Encore faut-il distinguer la manière tout à fait spécifique dont le pluriel affecte le code oral ou le code écrit et, à l'intérieur des deux, les différentes classes de la grammaire. Pour ces dernières, on sait que sont invariables en nombre les adverbes, conjonctions et prépositions (à l'exception toutefois de à et de, qui connaissent, en position de déterminants du nom, des variantes morphologiques) ; à l'inverse, peuvent prendre la marque du nombre les noms et ce qui s'y rapporte syntaxiquement (adjectifs et articles ; mais ce n'est pas vrai de toutes les langues) ; quant au verbe, on peut parler à son sujet de variation en nombre d'un point de vue morphologique seulement. En effet, si la pluralisation du nom correspond à une véritable quantification, il n'en va pas de même du procès : le verbe « s'accorde », mais n'est pas vraiment pluralisé, sinon par des procédures lexicales (ils fument/ils fument beaucoup).
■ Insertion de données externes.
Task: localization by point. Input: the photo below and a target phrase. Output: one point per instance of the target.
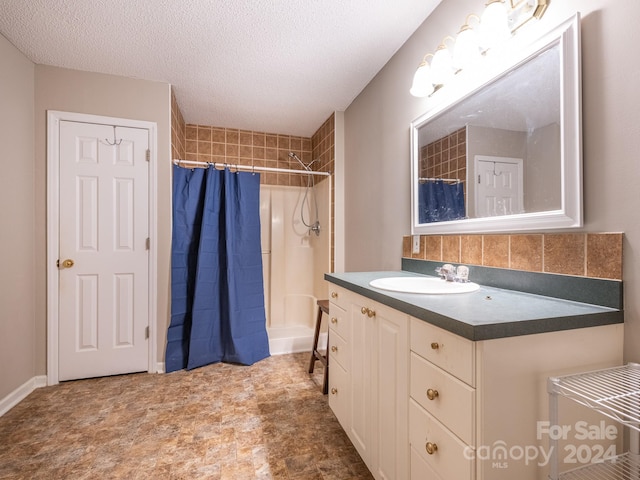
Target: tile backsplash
(594, 255)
Si l'on s'en tient, d'autre part, au code oral, il suffit que l'énoncé soit désambiguïsé sur un seul point de la séquence lors de sa production : rares sont les phrases totalement dénuées de spécificité quant au nombre ; ce peut être le cas seulement d'un énoncé minimal à quatre segments, tel que : lœr peti bebe plœr, qui se décode indifféremment au singulier ou au pluriel [leur(s) petit(s) bébé(s) pleure(nt)]. Mais c'est là un cas limite, car la case occupée par les déterminants est porteuse de variations quasi systématiques (lə/le [le/les], œ̃/de [un/des], etc.), tandis que certains noms et adjectifs de la langue (mais statistiquement peu) sont porteurs d'une opposition phonétique (ex. : ʒurnal/ʒurno [journal/journaux], ou ʒenjal/ʒenjo [génial/géniaux]) ; quant aux verbes, ils se répartissent inégalement entre ceux qui sont indifférents au nombre, cas de la plupart (ʃ̃αt [chante(nt)], vwa [voit/voient]), et ceux qui sont marqués (ex. : fini/finis [finit/finissent], ou pø/pœv [peut/peuvent], etc.).

En somme, pour le code oral, c'est, statistiquement au moins, le déterminant qui est l'élément pertinent quant au nombre. Dans le même ordre d'idées, on peut décrire la liaison qui se dégage dans certains contextes phonétiques (lœr-z-̃αf̃α ʒu [leurs enfants jouent]) comme un phénomène qui accentue encore ce rôle. Le code écrit, en contrepartie, est parfaitement redondant par rapport à l'information sur le nombre, puisque tous les segments sont simultanément variables : leur(s) petit(s) bébé(s) joue(nt). L'abondance des marques muettes (-s, -nt), parfois maintenues, au prix de certaines inconséquences ou absurdités, par une longue tradition typographique entre autres, est un système secondaire qui pallie, au nom de la cohésion grammaticale, la carence propre à l'écriture en facteurs de situation, mimiques et signaux, fort nécessaires au code parlé.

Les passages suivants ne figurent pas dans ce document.